With regards to his day of birth, it is possible to cope with the general link of December 25th that corresponds to January 6th in the Julian calendar. Paul of Tarsus recalls that Jesus was born "under the Law" (Galatians 4:4). "Babe Jesus" was firstly exposed in Saint Francis of Assisi's crèche (there is a wonderful Ethiopian icon showing Mary breastfeeding her child). At least, the baby indeed looked like anyone of us. The Prophet said: “How welcome on the mountain are the footsteps of the herald (mevasser) announcing good (tov) announcing salvation/victory (yeshu'ah), telling Zion: Your God is King!”(Isaiah 52:7). Gospel means "Good news, tidings, from O. Norse "Gudsspjall": Good or rather God's good upgrading in time. Gk. "evangelion" (Good messenger/herald; cf. "angel"), Lat. "ad-nuntiatio" (announcing) and allows to consider the conception of the child on March 25 (Annunciation) and his birth nine months later, i.e. on December 25.

Still it would be relevant to consider Jesus’ birth according to a Jewish time-schedule. True, he never stepped down, during his life, from the Jewish Law and its Commandments (Matthew 5:18) as they were in force at his time. On January 1st (01/14, Julian calendar), the Greek Church of Jerusalem, as all the Christian Orthodox - celebrate the "brit" - circumcision (hagia peritomia) of Jesus, showing a regular breach with paganism that wanted to abolish this basic commandment.

It should be noted that one feast, Sukkot (Feast of the Booths), disappeared when the specific Church cycles were created. The Eastern Church celebrates X-Mas (Mass of X - Christ, i.e. Nativity) at the end of the 30-31st week after Pentecost, thus focusing on the giving of the Holy Spirit.

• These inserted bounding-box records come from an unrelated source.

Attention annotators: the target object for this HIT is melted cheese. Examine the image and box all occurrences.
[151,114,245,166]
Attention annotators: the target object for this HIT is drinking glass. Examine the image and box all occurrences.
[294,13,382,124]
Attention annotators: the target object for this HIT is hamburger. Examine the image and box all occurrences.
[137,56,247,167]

The Western Churches proclaim a time of "Ad-ventus" or "advent - coming". The joy of the hallowed night (Germ. Weihnachten) often veils that the point is to expect the second coming of Messiah Jesus in glory. The move toward future beyond recurring feast is an essential feature of Christian and Jewish Feasts.

We might have some encrypted date of birth in various sequences of the Gospel. "In the days of Herod, King of Judea, there was a priest named Zechariah of the priestly division of Abijah" (Luke 1:5). We know that this means he served in August as provided for his priestly division. Considering the time of birth of John the Baptist - six months earlier than Jesus (Luke 1:21.26.56), we must add ca. 15 months from that service in August to eventually determine Jesus' birth by the eschatological or end of time feast of Sukkot.

The fascinating aspect is the consider that "rooted in and grounded in love, we may have strength to comprehend with all the holy ones what is the breadth and length and height and depth... and be filled with all the fullness of God" (Ephesians 3:18-19).